In the case of Morgellons, we have a known psychological entity (delusional parasitosis) that fits well with the presentations, and now we have a thorough and complete lack of any findings to suggest that something else is going on.
What about response to treatment? This was not part of the study, and would be a good follow up. For example, when we think it is likely that a presentation is caused by a primary underlying anxiety disorder, we can treat the anxiety and see to what extent the physical symptoms resolve or improve. However, somatic disorders can be fairly difficult to treat (more difficult than anxiety or depression, which are not easy themselves). Further, it seems (although I am not aware of any specific studies on this) that the existence of a subculture that promotes the notion of a biological rather than psychological disorder invests sufferers in this conclusion, makes them hostile to a psychological diagnosis, and more resistant to treatment.
The authors of the study recommended that patients with self-diagnosed Morgellons might respond best to psychological treatments. No other specific treatment can be recommended based upon their study. This is not quite the same thing as concluding that Morgellons is a psychological entity. Medicine is an applied science, and we have to make decisions with incomplete information or tentative conclusions. I agree with the authors, who were very cautious throughout the paper, that the totality of evidence strongly suggests that a psychological cause of Morgellons is most likely, and there is no case to be made for any other alternative.

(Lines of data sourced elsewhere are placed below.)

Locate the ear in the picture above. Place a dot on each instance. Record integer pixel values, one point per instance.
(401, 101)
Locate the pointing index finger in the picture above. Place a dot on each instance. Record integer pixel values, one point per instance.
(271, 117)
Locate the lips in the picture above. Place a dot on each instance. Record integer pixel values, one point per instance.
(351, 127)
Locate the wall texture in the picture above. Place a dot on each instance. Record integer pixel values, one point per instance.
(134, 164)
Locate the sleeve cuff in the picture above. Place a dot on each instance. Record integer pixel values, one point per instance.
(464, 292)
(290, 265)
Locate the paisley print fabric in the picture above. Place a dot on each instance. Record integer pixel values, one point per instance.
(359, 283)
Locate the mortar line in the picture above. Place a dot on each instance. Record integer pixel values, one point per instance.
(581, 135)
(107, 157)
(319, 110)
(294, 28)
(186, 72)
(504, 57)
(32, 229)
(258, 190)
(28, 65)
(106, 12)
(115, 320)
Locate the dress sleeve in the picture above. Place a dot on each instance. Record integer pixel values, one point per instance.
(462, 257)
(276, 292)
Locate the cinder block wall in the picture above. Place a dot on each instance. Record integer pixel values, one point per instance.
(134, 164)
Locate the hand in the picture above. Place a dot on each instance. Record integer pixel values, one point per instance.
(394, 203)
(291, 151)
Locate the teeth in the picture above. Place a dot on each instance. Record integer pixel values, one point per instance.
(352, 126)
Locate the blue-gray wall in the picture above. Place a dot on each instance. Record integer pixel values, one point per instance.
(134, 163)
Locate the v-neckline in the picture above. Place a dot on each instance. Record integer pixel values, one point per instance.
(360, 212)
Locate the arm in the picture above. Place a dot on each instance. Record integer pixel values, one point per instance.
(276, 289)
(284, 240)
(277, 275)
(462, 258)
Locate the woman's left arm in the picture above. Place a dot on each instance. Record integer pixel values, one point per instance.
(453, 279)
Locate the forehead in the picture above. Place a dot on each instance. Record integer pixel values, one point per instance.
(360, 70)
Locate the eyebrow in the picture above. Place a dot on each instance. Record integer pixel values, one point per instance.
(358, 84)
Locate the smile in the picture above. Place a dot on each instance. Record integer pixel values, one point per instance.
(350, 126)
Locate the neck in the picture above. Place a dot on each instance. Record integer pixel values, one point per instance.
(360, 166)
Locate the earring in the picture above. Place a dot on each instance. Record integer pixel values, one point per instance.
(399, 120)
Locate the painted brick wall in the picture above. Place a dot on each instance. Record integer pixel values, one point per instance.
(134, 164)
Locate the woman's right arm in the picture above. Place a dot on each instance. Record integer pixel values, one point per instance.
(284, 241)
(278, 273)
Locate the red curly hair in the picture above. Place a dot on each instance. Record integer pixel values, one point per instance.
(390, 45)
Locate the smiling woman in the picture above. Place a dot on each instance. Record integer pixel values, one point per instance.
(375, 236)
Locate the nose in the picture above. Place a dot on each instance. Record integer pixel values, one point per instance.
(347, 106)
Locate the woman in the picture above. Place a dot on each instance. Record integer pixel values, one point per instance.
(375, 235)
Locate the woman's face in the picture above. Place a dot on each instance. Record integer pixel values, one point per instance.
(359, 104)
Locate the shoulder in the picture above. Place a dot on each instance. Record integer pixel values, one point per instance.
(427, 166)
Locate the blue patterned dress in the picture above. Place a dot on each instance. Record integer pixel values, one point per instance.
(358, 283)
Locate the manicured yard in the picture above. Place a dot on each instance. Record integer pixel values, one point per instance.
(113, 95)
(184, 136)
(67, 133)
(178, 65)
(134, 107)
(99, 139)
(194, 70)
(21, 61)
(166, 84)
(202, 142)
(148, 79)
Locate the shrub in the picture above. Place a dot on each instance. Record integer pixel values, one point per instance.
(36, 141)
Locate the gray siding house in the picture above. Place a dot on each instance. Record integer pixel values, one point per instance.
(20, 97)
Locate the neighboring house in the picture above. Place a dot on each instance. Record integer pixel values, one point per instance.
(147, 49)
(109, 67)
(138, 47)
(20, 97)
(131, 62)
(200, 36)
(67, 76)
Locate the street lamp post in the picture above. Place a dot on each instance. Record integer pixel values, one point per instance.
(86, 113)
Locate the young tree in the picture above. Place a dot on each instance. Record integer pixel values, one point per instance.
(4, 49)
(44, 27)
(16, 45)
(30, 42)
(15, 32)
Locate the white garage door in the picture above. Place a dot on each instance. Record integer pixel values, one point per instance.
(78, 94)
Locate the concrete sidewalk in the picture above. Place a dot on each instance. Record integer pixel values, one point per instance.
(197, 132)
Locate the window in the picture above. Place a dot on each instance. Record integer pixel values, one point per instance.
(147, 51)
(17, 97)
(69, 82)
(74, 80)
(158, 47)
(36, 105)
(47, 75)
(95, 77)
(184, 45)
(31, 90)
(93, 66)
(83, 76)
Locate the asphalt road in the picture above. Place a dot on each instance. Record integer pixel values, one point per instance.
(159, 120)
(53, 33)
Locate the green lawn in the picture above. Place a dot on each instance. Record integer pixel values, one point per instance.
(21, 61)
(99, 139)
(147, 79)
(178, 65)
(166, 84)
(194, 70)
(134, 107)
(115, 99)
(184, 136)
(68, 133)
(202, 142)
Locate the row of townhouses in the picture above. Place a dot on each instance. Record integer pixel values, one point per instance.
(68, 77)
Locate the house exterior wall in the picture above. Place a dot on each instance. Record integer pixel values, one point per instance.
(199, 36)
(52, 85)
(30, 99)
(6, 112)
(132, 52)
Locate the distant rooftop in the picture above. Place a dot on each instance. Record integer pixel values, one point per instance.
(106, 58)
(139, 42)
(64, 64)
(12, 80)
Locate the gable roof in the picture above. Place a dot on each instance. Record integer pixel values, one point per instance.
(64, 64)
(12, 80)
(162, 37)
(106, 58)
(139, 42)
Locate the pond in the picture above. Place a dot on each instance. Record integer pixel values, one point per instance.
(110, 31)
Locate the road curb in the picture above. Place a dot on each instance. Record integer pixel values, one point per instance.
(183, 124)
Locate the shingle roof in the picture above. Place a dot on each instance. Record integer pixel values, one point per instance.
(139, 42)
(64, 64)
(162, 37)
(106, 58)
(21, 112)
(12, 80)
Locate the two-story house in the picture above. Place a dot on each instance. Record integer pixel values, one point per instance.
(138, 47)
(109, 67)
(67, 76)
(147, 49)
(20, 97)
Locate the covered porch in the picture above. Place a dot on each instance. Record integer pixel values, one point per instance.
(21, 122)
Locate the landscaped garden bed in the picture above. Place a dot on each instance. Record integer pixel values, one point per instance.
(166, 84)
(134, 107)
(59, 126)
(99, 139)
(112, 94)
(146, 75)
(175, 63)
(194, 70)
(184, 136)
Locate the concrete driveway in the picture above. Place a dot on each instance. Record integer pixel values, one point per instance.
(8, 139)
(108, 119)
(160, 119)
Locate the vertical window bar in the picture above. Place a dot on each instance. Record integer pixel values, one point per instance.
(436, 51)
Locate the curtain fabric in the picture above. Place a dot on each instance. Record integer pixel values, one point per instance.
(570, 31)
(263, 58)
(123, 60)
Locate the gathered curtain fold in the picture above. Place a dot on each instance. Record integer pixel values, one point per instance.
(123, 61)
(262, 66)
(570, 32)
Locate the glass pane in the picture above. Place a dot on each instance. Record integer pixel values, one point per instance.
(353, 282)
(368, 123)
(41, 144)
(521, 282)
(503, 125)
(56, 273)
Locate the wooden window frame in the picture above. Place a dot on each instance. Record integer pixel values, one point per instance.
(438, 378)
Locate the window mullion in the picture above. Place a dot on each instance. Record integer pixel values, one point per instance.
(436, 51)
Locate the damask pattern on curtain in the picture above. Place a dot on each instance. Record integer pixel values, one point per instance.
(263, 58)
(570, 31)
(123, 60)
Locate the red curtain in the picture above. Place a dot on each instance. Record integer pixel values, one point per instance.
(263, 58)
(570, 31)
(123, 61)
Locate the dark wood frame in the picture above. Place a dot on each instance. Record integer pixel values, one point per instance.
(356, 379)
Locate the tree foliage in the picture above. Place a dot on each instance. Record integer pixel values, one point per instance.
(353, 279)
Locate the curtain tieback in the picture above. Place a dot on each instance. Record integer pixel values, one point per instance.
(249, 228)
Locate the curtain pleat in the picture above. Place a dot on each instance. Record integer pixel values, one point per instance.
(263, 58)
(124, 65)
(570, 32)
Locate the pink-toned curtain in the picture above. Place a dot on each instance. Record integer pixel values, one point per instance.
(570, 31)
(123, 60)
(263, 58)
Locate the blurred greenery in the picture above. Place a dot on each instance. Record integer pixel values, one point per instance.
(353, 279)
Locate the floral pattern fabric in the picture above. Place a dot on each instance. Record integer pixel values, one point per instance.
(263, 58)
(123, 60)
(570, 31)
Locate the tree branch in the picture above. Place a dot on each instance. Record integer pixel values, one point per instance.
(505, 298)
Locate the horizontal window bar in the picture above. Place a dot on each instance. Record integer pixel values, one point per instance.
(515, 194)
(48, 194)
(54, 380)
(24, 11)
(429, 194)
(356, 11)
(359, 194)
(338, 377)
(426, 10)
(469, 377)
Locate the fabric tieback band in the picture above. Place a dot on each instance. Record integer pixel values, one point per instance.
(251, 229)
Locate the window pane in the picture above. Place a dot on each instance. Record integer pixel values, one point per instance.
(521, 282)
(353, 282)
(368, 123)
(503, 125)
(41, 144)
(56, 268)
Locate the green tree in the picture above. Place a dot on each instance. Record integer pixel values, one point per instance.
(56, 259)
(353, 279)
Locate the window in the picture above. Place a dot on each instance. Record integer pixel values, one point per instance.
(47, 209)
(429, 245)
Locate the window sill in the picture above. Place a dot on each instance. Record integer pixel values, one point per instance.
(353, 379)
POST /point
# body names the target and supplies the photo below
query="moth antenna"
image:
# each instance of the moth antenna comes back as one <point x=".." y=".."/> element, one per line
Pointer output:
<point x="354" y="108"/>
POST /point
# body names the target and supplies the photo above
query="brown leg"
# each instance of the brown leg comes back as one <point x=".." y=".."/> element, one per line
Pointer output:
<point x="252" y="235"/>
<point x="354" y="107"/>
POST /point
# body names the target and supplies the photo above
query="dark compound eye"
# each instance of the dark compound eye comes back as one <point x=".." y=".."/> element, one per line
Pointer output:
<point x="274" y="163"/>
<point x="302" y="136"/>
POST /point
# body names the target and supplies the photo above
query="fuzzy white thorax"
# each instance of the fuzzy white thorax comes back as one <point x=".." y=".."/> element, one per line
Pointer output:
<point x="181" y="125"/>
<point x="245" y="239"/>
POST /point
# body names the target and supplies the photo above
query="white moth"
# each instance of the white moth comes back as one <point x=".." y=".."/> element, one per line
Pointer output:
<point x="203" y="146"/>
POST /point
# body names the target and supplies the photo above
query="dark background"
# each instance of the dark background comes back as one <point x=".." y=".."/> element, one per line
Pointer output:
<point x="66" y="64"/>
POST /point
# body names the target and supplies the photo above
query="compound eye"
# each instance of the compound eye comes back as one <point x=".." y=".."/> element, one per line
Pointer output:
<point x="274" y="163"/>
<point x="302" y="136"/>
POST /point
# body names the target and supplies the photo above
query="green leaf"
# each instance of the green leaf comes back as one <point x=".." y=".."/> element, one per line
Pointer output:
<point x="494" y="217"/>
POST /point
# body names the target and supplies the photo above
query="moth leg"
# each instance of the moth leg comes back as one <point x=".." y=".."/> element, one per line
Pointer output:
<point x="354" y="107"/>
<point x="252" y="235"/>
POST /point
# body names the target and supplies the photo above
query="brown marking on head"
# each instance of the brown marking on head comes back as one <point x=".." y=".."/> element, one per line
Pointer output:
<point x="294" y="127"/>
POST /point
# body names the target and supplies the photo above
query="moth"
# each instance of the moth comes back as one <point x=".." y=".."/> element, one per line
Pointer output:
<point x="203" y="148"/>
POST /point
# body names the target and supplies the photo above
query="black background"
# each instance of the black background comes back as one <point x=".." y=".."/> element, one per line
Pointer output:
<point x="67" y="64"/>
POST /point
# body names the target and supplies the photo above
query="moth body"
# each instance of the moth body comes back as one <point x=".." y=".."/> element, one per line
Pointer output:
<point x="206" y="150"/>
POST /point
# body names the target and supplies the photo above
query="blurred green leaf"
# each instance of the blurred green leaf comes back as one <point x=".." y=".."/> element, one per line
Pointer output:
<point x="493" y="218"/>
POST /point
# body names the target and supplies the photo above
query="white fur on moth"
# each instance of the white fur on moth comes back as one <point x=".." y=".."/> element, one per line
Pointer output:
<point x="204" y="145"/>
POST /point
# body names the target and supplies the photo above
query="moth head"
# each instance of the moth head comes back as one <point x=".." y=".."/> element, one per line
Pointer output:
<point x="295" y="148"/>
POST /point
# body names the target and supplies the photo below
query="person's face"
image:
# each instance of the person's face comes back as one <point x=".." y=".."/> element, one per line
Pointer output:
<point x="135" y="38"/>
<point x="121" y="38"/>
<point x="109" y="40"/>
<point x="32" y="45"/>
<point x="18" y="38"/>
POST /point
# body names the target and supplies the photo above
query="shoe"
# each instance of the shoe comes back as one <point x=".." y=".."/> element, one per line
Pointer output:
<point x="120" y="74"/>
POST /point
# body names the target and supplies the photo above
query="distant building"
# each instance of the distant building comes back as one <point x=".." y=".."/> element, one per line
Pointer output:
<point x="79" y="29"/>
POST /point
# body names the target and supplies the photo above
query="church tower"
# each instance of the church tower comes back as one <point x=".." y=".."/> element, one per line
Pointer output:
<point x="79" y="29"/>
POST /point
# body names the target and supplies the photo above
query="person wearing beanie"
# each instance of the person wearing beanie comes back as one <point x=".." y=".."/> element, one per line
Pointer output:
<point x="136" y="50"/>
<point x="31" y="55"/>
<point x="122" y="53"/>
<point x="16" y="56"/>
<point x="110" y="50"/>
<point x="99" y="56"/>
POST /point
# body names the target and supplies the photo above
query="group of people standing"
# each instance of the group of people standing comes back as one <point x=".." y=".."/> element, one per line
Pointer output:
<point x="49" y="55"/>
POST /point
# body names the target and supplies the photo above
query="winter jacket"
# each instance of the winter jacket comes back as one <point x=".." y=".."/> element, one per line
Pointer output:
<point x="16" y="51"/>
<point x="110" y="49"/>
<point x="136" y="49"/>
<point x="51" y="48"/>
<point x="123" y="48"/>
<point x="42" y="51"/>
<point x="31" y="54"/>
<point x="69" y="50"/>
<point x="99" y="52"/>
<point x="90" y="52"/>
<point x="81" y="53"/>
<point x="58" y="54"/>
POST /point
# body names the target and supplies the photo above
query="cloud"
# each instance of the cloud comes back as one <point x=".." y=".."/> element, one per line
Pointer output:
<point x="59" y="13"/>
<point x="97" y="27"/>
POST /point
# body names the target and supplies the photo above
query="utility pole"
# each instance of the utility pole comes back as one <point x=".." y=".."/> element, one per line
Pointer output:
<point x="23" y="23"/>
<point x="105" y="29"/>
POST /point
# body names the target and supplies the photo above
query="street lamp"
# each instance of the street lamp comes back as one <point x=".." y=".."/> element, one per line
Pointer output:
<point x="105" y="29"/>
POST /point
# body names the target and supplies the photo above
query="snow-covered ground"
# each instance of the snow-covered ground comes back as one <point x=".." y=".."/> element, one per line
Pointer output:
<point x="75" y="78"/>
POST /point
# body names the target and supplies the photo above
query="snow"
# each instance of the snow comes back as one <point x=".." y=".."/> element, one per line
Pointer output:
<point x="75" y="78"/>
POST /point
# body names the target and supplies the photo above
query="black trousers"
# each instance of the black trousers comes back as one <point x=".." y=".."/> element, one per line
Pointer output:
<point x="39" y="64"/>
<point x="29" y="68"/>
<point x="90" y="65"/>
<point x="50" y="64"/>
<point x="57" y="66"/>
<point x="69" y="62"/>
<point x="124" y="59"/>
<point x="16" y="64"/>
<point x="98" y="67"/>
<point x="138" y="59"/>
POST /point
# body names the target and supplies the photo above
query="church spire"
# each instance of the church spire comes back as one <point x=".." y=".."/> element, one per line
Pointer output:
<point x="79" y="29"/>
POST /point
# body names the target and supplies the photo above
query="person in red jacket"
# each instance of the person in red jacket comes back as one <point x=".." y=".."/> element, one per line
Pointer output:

This still leaves open the possibility of an unknown – and believers will grasp onto this possibility. But there is always the possibility in science of a complete unknown. We have to keep this possibility in perspective, however. It is important to emphasize at this point that our knowledge of what is happening in a patient or with a disease is not black or white – we know everything or we know nothing. Even if there is an unknown entity at work, we are fairly good at finding signs that suggest what type of process is going on. We can see that the body is responding to some infection, or is having an inflammatory response, for example. We can rule out categories of disease by showing the absence of signs that should be present.
With this study, in my opinion, the evidence is now fairly solid that Morgellons is not a new pathophysiological entity. It is entirely consistent with delusional parasitosis. There is more than sufficient evidence to treat based upon this conclusion.